Алекс больше меня не целует: уткнулся носом в мою грудь и с такой силой прижимает к себе, удерживая всей ладонью за талию, что мне даже немного больно. Но я терплю — понимаю, что для него сейчас это, очевидно, важно — вот так держать меня. Он как большой, провинившийся ребёнок, напуганный самым страшным наказанием.
— Ты не уйдёшь от меня? — ещё раз спрашивает.
— Нет.
Прижимается ещё сильнее, и сквозь эфемерную канареечную ткань платья я чувствую не только каждый его вдох и выдох, но и то, как его губы стараются незаметно поцеловать то место, к которому прижаты — грудь, в которой сердце.

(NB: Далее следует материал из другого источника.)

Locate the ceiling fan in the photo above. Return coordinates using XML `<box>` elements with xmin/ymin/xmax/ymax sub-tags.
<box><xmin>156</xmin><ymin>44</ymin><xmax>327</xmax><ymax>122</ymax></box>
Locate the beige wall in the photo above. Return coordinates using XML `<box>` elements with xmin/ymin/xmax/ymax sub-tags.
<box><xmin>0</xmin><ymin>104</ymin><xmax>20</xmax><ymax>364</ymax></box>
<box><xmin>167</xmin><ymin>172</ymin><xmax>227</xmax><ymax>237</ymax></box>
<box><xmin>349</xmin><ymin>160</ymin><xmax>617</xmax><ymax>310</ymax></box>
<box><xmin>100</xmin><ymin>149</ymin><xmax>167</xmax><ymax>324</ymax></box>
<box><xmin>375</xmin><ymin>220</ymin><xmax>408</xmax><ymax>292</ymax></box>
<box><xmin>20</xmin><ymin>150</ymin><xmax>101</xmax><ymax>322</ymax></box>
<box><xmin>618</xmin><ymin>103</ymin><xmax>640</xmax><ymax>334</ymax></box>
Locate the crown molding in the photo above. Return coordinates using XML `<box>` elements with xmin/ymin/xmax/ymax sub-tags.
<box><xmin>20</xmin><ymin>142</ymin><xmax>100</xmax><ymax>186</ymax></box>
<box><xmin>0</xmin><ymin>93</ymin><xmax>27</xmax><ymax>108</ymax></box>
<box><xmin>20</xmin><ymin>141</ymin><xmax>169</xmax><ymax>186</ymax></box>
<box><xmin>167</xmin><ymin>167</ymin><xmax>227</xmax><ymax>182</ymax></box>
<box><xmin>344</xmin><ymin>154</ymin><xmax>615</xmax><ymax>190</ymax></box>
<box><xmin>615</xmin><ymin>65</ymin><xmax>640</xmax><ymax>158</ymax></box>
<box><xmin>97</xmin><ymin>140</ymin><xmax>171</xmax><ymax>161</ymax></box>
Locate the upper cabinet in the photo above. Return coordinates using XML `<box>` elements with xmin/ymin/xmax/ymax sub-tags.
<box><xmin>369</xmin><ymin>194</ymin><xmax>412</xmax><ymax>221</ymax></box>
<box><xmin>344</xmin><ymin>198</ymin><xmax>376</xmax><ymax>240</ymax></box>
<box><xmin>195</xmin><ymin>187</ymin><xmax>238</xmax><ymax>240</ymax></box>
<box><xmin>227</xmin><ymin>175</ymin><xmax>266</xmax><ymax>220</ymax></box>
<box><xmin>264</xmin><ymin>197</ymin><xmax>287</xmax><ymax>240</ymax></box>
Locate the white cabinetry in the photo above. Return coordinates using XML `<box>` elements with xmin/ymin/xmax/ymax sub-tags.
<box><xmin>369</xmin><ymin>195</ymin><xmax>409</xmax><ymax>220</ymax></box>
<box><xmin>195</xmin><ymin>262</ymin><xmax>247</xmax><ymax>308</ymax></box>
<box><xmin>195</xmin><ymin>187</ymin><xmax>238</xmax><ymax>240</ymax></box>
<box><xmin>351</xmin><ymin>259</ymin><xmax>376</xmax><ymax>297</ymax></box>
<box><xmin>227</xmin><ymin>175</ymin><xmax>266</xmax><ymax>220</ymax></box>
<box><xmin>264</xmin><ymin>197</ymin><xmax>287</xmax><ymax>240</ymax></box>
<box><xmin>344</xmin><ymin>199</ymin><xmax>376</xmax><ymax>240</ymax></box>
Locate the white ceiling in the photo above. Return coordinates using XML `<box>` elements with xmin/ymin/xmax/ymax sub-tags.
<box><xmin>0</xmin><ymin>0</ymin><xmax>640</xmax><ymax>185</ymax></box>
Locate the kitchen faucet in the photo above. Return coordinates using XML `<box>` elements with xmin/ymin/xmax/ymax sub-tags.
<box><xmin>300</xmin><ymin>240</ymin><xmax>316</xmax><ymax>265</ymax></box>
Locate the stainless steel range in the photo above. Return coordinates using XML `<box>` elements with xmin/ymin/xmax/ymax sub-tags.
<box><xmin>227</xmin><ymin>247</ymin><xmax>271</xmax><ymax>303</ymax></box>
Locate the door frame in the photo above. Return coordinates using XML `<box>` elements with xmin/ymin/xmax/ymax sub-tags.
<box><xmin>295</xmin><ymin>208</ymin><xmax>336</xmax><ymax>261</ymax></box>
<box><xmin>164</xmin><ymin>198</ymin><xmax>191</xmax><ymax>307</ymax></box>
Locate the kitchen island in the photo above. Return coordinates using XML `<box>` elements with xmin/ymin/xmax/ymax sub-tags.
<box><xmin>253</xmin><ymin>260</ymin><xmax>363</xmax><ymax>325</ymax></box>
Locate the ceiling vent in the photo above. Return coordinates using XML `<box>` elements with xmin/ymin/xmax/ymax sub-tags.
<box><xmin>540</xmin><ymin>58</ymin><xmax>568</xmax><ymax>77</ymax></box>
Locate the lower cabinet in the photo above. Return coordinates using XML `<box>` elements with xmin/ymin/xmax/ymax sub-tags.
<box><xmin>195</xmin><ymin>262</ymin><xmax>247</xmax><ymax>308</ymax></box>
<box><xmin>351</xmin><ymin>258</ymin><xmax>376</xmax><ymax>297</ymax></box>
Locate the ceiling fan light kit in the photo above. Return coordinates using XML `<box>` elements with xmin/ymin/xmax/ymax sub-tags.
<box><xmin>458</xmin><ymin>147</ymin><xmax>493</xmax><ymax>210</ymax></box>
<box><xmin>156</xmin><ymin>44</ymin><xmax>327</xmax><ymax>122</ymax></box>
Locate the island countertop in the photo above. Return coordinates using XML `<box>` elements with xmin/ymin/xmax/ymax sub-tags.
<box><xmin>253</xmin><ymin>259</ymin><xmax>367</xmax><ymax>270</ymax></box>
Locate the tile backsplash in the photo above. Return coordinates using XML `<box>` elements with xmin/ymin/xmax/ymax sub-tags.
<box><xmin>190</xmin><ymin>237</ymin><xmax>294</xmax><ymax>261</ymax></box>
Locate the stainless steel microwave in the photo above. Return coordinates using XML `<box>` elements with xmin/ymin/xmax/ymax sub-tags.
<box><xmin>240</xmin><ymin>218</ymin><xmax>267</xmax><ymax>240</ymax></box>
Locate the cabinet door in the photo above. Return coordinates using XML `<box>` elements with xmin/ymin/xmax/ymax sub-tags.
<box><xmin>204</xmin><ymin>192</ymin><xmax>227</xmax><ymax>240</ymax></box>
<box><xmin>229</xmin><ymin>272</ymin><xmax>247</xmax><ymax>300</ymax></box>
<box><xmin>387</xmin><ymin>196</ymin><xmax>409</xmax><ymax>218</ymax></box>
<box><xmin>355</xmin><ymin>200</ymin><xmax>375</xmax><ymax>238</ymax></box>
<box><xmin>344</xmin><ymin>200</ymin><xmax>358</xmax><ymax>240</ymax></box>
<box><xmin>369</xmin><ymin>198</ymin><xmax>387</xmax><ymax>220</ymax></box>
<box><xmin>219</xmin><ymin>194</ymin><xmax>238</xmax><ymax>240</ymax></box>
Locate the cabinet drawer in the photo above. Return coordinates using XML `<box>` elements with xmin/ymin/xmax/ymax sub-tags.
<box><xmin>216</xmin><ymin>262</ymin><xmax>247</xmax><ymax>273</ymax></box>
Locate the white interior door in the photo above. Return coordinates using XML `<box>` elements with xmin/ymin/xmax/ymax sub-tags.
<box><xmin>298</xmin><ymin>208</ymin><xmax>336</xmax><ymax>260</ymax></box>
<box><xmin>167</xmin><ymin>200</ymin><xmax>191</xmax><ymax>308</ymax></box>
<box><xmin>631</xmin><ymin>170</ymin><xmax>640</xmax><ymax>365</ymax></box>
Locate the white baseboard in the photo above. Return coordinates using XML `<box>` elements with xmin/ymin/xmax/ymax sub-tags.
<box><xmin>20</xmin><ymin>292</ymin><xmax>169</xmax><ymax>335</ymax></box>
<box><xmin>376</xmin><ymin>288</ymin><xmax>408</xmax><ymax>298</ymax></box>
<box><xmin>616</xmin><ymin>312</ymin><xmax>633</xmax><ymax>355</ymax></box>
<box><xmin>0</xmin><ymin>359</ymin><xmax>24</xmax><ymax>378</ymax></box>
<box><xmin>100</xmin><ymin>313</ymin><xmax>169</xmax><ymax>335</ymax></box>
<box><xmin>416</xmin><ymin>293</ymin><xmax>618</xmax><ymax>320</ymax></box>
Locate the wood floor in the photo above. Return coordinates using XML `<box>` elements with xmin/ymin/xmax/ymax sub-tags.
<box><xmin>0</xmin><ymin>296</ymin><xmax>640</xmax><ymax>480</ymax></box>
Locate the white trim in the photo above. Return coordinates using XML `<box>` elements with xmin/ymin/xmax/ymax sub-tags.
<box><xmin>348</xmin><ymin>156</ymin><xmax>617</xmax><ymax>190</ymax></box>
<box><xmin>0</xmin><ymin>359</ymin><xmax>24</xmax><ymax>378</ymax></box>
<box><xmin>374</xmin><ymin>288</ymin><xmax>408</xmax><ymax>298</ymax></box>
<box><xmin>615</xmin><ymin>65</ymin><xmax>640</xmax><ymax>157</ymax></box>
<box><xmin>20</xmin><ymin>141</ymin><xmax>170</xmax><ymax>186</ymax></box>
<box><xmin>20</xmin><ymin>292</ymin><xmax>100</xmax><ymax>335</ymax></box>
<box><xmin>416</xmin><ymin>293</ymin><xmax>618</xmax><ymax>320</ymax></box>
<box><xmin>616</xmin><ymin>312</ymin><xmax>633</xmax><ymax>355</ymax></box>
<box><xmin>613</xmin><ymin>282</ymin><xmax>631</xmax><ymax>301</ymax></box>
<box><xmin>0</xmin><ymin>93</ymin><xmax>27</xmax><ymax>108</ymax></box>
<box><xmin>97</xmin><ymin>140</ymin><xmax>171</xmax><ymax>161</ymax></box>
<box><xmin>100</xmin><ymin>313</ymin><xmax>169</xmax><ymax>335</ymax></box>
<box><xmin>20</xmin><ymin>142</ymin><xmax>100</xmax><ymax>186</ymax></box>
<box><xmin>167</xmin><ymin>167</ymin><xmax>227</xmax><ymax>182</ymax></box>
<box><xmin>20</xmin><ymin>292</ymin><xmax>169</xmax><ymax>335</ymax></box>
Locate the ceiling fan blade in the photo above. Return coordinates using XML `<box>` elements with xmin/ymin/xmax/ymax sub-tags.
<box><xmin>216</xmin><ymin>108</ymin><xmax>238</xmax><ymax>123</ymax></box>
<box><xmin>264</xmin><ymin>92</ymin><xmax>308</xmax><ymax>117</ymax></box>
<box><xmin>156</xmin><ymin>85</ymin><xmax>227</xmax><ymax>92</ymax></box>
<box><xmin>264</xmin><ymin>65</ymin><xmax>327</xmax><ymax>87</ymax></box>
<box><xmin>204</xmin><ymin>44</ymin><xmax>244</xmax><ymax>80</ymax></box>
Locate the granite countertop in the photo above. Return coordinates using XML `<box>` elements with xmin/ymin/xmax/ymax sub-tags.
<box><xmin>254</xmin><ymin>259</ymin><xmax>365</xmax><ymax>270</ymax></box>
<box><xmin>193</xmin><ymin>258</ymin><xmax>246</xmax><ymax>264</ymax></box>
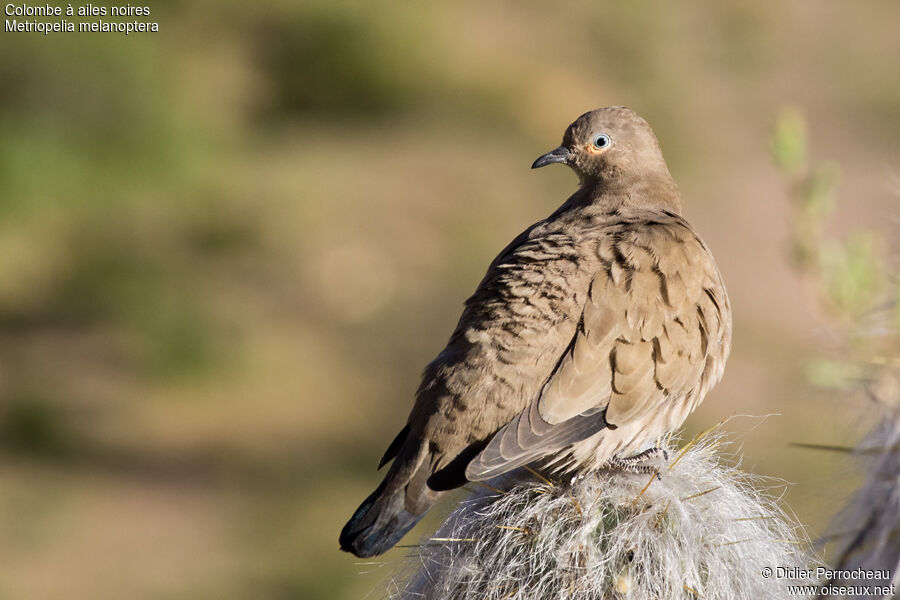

— Я и не собиралась уходить
Слышу, как гулко и часто бьётся его сердце, чувствую, как крепко — так, что не отдерёшь — обнимают его руки, ладони, пальцы.
Глупый! Делает ненормальные вещи, а потом сам же и страдает.
Машинально, так, будто это мой обиженный ребёнок, поднимаю руку и начинаю гладить его по волосам. И вскоре Везувий затихает, расслабляется, перестаёт до боли меня сжимать; его сердечный ритм выравнивается, дыхание становится тихим, едва различимым. А я продолжаю гладить, всей кистью загребая вьющиеся пряди — кажется, после перенесённых химии и облучения они стали ещё гуще и более блестящими. «Красивый паразит, — думаю, — ничто его не берёт».
Спустя время наклоняюсь и целую в лоб, глубоко втягивая носом запах его волос. Вдруг обнаруживаю, что Алекс спит: тихо, сладко, словно умаявшийся за день ребёнок, который бедокурил и куролесил, но в любящих ладонях всё-таки нашёл своё прощение.